A forensic investigator’s testimony in a Cape Town court on Wednesday, turned a case involving a hotel’s project to renovate rooms, into a trial-within-a-trial.
The project led to a scheme involving “kickbacks” for work corruptly allocated on fraudulent quotations, it is alleged.
The case, in the Specialised Commercial Crime Court in Bellville, involves the Table Bay Hotel and the hotel’s former maintenance administrator, Ian John Pakoe.
Pakoe has pleaded not guilty, before magistrate Sabrina Sonnenberg, to multiple charges of corruption, as well as money laundering and tax evasion.
The charge sheet details huge amounts of money being allocated by the hotel for the room renovation programme, involving several service providers.
The programme was under the control of the hotel’s maintenance department, with Pakoe and Anthony Lottering, the maintenance manager, in control of the allocation of contracts and the flow of money to the service providers.

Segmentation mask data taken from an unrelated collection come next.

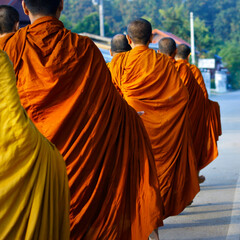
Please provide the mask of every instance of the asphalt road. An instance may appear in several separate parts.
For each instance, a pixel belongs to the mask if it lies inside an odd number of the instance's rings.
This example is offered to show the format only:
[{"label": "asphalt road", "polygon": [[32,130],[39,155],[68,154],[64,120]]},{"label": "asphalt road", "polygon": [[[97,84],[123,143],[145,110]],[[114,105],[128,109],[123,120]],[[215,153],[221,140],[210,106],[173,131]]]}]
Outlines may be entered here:
[{"label": "asphalt road", "polygon": [[206,181],[193,204],[159,228],[160,240],[240,240],[240,91],[210,99],[221,108],[219,156],[201,171]]}]

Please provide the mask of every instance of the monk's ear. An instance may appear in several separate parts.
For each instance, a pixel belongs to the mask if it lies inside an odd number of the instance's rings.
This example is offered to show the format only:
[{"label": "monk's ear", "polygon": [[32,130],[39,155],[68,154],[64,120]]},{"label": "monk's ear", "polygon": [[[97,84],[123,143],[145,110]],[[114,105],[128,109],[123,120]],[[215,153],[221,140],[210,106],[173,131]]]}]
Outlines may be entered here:
[{"label": "monk's ear", "polygon": [[126,38],[128,40],[128,44],[131,46],[132,44],[132,39],[129,37],[129,35],[126,35]]},{"label": "monk's ear", "polygon": [[160,51],[159,51],[159,50],[157,50],[157,53],[160,53]]},{"label": "monk's ear", "polygon": [[63,0],[60,1],[58,9],[60,12],[63,10]]},{"label": "monk's ear", "polygon": [[24,0],[22,1],[22,8],[23,8],[24,13],[29,16],[29,10],[28,10]]},{"label": "monk's ear", "polygon": [[177,48],[175,49],[172,57],[175,57],[176,55],[177,55]]},{"label": "monk's ear", "polygon": [[16,32],[19,29],[19,22],[16,22],[13,27],[13,32]]},{"label": "monk's ear", "polygon": [[60,18],[61,12],[63,10],[63,0],[60,1],[57,12],[56,12],[56,18]]},{"label": "monk's ear", "polygon": [[149,43],[151,43],[153,40],[153,35],[151,34],[150,38],[149,38]]},{"label": "monk's ear", "polygon": [[109,49],[110,55],[113,56],[113,52],[111,49]]}]

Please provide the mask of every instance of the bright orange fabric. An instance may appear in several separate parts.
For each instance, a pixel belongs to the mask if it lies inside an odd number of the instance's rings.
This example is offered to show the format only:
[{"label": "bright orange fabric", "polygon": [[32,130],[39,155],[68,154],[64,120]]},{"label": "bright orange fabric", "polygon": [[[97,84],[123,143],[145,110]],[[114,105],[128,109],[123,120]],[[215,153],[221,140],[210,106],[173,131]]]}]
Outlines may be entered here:
[{"label": "bright orange fabric", "polygon": [[165,218],[177,215],[199,191],[187,89],[168,57],[146,46],[116,55],[109,69],[126,101],[144,111]]},{"label": "bright orange fabric", "polygon": [[163,211],[151,144],[95,44],[44,17],[1,45],[23,106],[66,161],[71,239],[147,239]]},{"label": "bright orange fabric", "polygon": [[218,156],[217,141],[222,135],[220,107],[217,102],[208,99],[207,89],[201,71],[193,64],[189,64],[195,79],[203,90],[206,100],[206,119],[207,119],[207,157],[206,162],[200,168],[206,167]]},{"label": "bright orange fabric", "polygon": [[207,154],[205,98],[201,87],[187,66],[187,60],[174,61],[174,65],[189,92],[189,117],[198,170],[200,170],[200,167],[206,164]]},{"label": "bright orange fabric", "polygon": [[187,63],[187,65],[191,69],[197,83],[202,88],[204,97],[207,99],[208,98],[208,92],[207,92],[207,88],[206,88],[206,85],[204,83],[204,79],[203,79],[201,71],[194,64]]}]

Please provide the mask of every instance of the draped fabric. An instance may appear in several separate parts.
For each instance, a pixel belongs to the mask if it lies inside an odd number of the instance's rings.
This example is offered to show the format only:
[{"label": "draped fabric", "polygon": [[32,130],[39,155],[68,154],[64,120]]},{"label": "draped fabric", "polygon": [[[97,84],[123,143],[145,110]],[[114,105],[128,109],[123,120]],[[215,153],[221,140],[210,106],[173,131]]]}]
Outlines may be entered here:
[{"label": "draped fabric", "polygon": [[202,76],[202,73],[201,73],[200,69],[197,68],[197,66],[194,65],[194,64],[187,63],[187,65],[191,69],[197,83],[201,87],[205,99],[207,99],[208,98],[208,92],[207,92],[207,88],[206,88],[206,85],[204,83],[204,79],[203,79],[203,76]]},{"label": "draped fabric", "polygon": [[0,239],[69,239],[65,162],[22,108],[3,51],[0,88]]},{"label": "draped fabric", "polygon": [[152,144],[165,215],[179,214],[199,191],[188,92],[174,64],[147,46],[117,54],[112,80],[141,115]]},{"label": "draped fabric", "polygon": [[24,108],[66,161],[71,239],[147,239],[163,218],[151,143],[95,44],[43,17],[1,46]]},{"label": "draped fabric", "polygon": [[206,119],[207,119],[207,157],[200,169],[206,167],[218,156],[217,141],[222,135],[220,106],[217,102],[208,99],[207,89],[204,83],[201,71],[193,64],[189,64],[195,79],[201,87],[206,101]]},{"label": "draped fabric", "polygon": [[205,98],[201,87],[187,66],[187,60],[175,61],[174,65],[189,93],[189,117],[198,170],[200,170],[200,167],[205,165],[207,160]]}]

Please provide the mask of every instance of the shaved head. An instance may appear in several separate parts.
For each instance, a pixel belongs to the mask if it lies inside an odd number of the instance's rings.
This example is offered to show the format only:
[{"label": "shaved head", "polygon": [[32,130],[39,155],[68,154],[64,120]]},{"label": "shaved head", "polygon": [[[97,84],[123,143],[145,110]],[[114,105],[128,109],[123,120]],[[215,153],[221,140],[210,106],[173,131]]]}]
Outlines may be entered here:
[{"label": "shaved head", "polygon": [[162,38],[158,43],[158,47],[161,53],[172,57],[177,49],[176,42],[172,38]]},{"label": "shaved head", "polygon": [[190,53],[191,53],[190,47],[188,47],[186,44],[179,44],[177,46],[176,58],[187,60]]},{"label": "shaved head", "polygon": [[55,15],[61,0],[24,0],[28,10],[34,15]]},{"label": "shaved head", "polygon": [[134,44],[147,45],[152,36],[152,26],[147,20],[139,18],[128,24],[127,32]]},{"label": "shaved head", "polygon": [[117,34],[111,40],[111,51],[113,53],[127,52],[131,50],[131,46],[128,44],[126,35]]},{"label": "shaved head", "polygon": [[0,34],[14,32],[19,22],[18,11],[8,5],[0,5]]}]

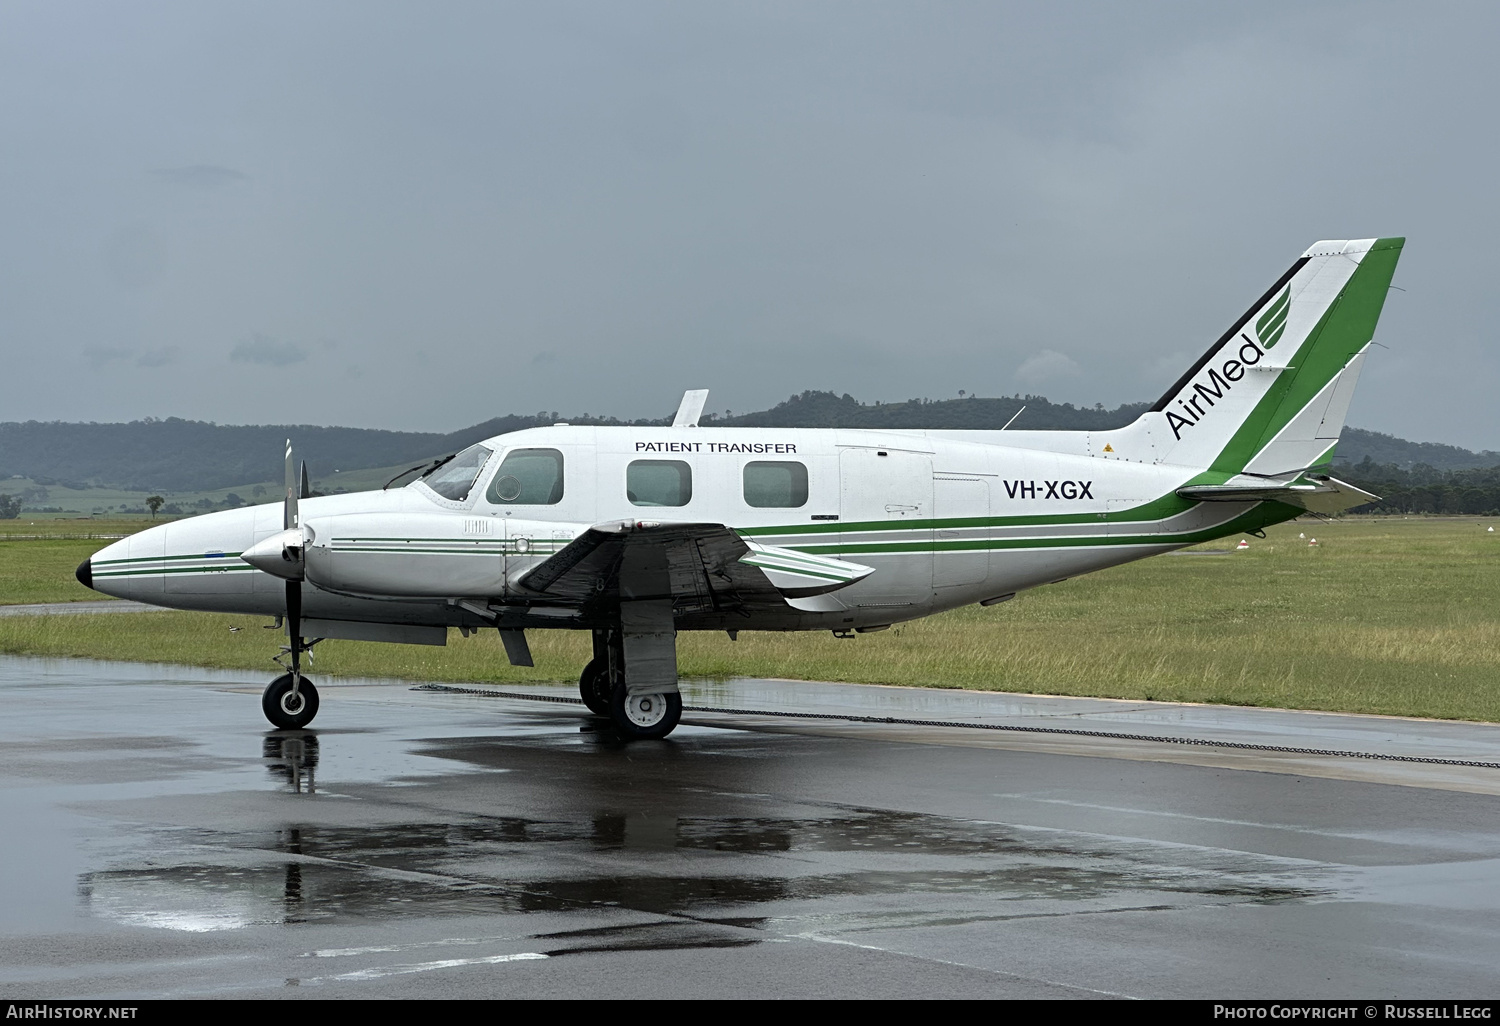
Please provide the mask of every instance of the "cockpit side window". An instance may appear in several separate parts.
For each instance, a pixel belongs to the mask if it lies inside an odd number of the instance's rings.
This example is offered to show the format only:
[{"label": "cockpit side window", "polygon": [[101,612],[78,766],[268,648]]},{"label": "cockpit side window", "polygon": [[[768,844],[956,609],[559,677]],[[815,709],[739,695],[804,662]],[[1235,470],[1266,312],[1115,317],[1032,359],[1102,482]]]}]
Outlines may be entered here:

The programme involved tenders, with Lottering recommending the appointment of specific service providers for specific tasks.
According to the charge sheet, the hotel’s finance department assumed that due process had been followed in the allocation of contracts, and paid service providers on Lottering’s recommendation.
Prosecutor Simon Leope alleges that Pakoe and Lottering devised a scheme in which they would receive kickbacks for work corruptly allocated to service providers.
Pakoe was romantically involved with Ferosa Ismail, who at the time was in the employ of one of the hotel’s service providers, Glass and Allied Industries.
It is alleged that Pakoe recruited Ismail for the scheme, and that she resigned her job with the glass company to start her own business as a front for the submissions of tenders.
It is alleged that Pakoe, Lottering and Ismail met to discuss the scheme, in which Pakoe would inform Ismail of the tenders received.
This would enable Ismail to submit the lowest tender for a job, and ensure that she received the contract.
In turn, her tenders would be recommended by Pakoe, and approved by Lottering.
The court has heard of a meeting between Lottering, Pakoe and Ismail, where the main discussion was about the companies that had to be launched as fronts for the submission of tenders.
As a result, Pakoe created a sole proprietorship, I J P Consultants, and Ismael launched the two companies, Rozy’s Electrical and Building Supplies, and Hospitality Glass and Alluminium CC.
This case only involves Pakoe, cited as accused number one, and I J P Consultants, cited as accused number two.
It is alleged that the hotel paid R8 594 461 to Ismael’s Hospitality Glass and Alluminium, and R108 654 to her other company, Rozy’s Electrical.
It is alleged, in turn, that she paid kickbacks to Pakoe amounting to R958 539.
In Wednesday’s proceedings, forensic investigator Steven Powell told the court he interviewed Pakoe, Lottering and Ismail, one at a time, in three different meetings on the same day.
Powell, formerly a State advocate in the Attorney-General’s office (now the Directorate for Public Prosecutions) is currently the National Director of the forensic investigations arm of the law firm Edward Nathan Sonnenbergs.
At each meeting, he explained the constitutional rights to the individual being interviewed, he said, and he warned the individual that the interview could lead to a prosecution on “very serious” corruption charges.
He urged each individual to be completely honest, as this would count in his or her favour in the event of a prosecution.
Defence attorney Liesl Vermaak alleged that Pakoe’s statement to Powell was made under duress, and not voluntarily.
This resulted in the proceedings being turned into a trial-within-a-trial, and being postponed to December 14.